Let me explain (and I’m going to paraphrase):
According to Mylan’s 10-K, the company paid $22 million in cash for the Pfizer rights. The company says the total purchase price “consideration” is $348.
But the line item to watch on the balance sheet is something called, “Contingent consideration," which Mylan explains is the total liability it has assigned to the deal. Last year it was $376.1 million; it’s a line item that didn’t exist a year earlier. Schilit says the spread between the $376.1 million liability and the $22 million in cash is unusually wide.
And that’s where this gets interesting. That liability is based on a bunch of assumptions for such things as milestone payments, royalties and profit sharing. Key to understand: This number is that management has discretion over which assumptions to use.
In this case, while the upside of the product could be huge, the company also discloses that the product “has not reached technological feasibility” and if it does, it won’t start “generating a material benefit” to Mylan until 2016.
If the product is successful, “this could be a game changer for us,” Sheehan says. But there’s no guarantee it will be. So, every quarter management must reassess the value of that liability.

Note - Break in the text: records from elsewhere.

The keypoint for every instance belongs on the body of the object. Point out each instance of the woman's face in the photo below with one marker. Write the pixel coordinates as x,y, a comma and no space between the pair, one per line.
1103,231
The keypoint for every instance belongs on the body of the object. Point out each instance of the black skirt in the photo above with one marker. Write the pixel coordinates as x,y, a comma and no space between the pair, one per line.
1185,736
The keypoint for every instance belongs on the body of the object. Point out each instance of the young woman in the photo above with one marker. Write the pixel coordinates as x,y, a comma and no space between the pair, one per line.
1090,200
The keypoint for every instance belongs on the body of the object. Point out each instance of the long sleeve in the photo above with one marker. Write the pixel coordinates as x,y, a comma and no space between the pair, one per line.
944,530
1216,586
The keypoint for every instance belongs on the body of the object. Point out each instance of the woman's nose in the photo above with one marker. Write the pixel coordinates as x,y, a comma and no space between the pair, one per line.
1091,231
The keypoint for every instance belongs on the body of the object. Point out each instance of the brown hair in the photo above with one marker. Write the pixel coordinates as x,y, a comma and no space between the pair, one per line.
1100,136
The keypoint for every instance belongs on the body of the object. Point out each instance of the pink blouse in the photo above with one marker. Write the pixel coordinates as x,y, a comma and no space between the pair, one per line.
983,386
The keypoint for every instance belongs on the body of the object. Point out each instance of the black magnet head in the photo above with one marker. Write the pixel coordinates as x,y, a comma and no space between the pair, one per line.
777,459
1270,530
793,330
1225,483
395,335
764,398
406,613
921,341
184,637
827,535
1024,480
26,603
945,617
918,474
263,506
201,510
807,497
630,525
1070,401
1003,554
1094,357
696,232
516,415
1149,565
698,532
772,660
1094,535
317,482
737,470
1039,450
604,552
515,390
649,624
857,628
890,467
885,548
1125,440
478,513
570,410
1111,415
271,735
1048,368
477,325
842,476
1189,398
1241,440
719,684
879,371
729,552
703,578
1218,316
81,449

With no technological feasibility and no anticipation of revenue until 2016, at the earliest, Schilit’s concern is that the company could revise that number lower or higher.
If it’s adjusted lower, given the magic of accounting, Schilit says there would be a corresponding reduction of expenses, which would result in a non-cash increase to earnings. Cash or non-cash, this number could help the company meet earnings guidance in any given quarter if it’s a few pennies shy. (Again, totally legal.)
“They’ve created the potential for $376 million in additional [non-cash] income by paying $22 million,” Schilit says. “You have this enormous reserve you’ve created.”
Here’s the tricky part for investors: You won’t know if that line item has changed until you see the 10-Q, which for many companies is filed well after stock popping (or dropping) earnings release is filed.
Sheehan says that in the pharmaceuticals industry, investors only care about “adjusted earnings,” which subtracts out non-cash items such as this kind of adjustment.
Maybe, but as Schilit says, those adjustments start with the only numbers investors should really care about: Those prepared in accordance with Generally Accepted Accounting Principles. “You would have to be a moron to ignore those,” he says.
Sheehan, meanwhile, says Mylan is confident in its ability to meet its 2018 target, but Cannacord Genuity analyst Randall Stanicky isn’t so sure.
“While the 2018 target was an unexpected curve ball and indicative of management's’ long-term confidence,” he wrote in a report, “we think it’s just too far out to get a meaningful traction at this point given the visibility challenges reflective of the industry and macro variables.”
Hard to argue with that. And based on the market’s reaction (or lack thereof) it appears Wall Street agrees.